Control of ground-based telescopes
(with: D. MacMynowski, M. West, S. Lall, and others)
Large ground-based telescopes use adaptive optics (AO) technology to mitigate atmospheric distortion. This works surprisingly well but requires 100s or 1000s of sensors and individually actuated mirrors. AO control is computationally demanding and does not scale well to future larger telescopes. We designed algorithms for AO that scale much better than conventional techniques without compromising image quality. [more]
We developed efficient and scalable algorithms for adaptive optics, a technology used in all major ground-based telescopes.
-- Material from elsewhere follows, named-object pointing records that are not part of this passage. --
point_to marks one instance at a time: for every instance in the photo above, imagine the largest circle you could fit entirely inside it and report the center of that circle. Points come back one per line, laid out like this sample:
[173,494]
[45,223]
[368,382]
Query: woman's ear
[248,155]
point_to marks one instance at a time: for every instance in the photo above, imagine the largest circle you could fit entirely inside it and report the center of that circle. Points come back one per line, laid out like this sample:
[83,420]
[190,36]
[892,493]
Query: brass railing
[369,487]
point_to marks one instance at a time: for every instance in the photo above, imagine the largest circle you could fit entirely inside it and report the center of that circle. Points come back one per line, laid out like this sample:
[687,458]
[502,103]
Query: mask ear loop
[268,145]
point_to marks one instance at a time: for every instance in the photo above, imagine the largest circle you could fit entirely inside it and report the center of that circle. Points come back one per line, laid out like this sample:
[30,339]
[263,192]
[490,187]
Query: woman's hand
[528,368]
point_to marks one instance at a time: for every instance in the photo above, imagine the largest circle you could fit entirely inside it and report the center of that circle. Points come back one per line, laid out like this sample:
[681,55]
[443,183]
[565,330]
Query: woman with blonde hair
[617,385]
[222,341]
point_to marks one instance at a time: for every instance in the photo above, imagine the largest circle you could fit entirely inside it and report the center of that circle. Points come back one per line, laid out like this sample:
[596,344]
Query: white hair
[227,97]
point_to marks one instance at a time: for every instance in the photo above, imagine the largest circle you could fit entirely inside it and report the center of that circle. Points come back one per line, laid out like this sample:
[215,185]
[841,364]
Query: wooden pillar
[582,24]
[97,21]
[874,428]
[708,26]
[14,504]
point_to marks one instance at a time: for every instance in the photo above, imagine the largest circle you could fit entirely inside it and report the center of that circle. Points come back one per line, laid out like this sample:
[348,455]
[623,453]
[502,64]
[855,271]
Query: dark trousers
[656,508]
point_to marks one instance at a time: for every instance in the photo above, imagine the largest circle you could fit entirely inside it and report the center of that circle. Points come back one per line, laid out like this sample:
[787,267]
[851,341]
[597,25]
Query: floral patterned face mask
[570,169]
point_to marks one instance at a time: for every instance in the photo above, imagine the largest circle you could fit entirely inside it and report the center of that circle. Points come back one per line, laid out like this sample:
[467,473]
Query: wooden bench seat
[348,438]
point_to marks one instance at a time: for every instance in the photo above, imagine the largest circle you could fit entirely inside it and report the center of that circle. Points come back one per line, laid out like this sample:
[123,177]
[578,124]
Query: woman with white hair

Roughly speaking, a deformable mirror changes shape in order to provide real-time corrections to cancel atmospheric distortions. Feedback is provided by a sensor array that measures local gradients of the incoming wavefront. A key feature of our estimation algorithm was the use of multigrid, a scalable technique common in computational fluid dynamics, but used here in a feedback setting. We tested our algorithms at the Palomar Observatory in Southern California. Their 5.1-meter telescope has 241 actuators, 512 sensors, and operates in the 1–2 kHz range. Our estimators had performance indistinguishable from that of Palomar’s default estimator, and benefited from a factor of 17 savings in computation.
The Palomar Observatory recently installed a new 3000-actuator deformable mirror, and we are looking forward to testing our algorithms on this more complex system. Based on our estimates, the computational savings of using our method on this more complex system will be a factor of roughly 220. For future large telescopes, the projected computational savings is even larger. The multigrid-based architecture that we developed for wavefront estimation could in principle be adapted to other large-scale systems such as distributed sensor networks or other systems with a mesh-like topology. The recurring challenge, which ties in with my main research thrust, is to build a bridge between highly scalable optimization algorithms and control systems theory.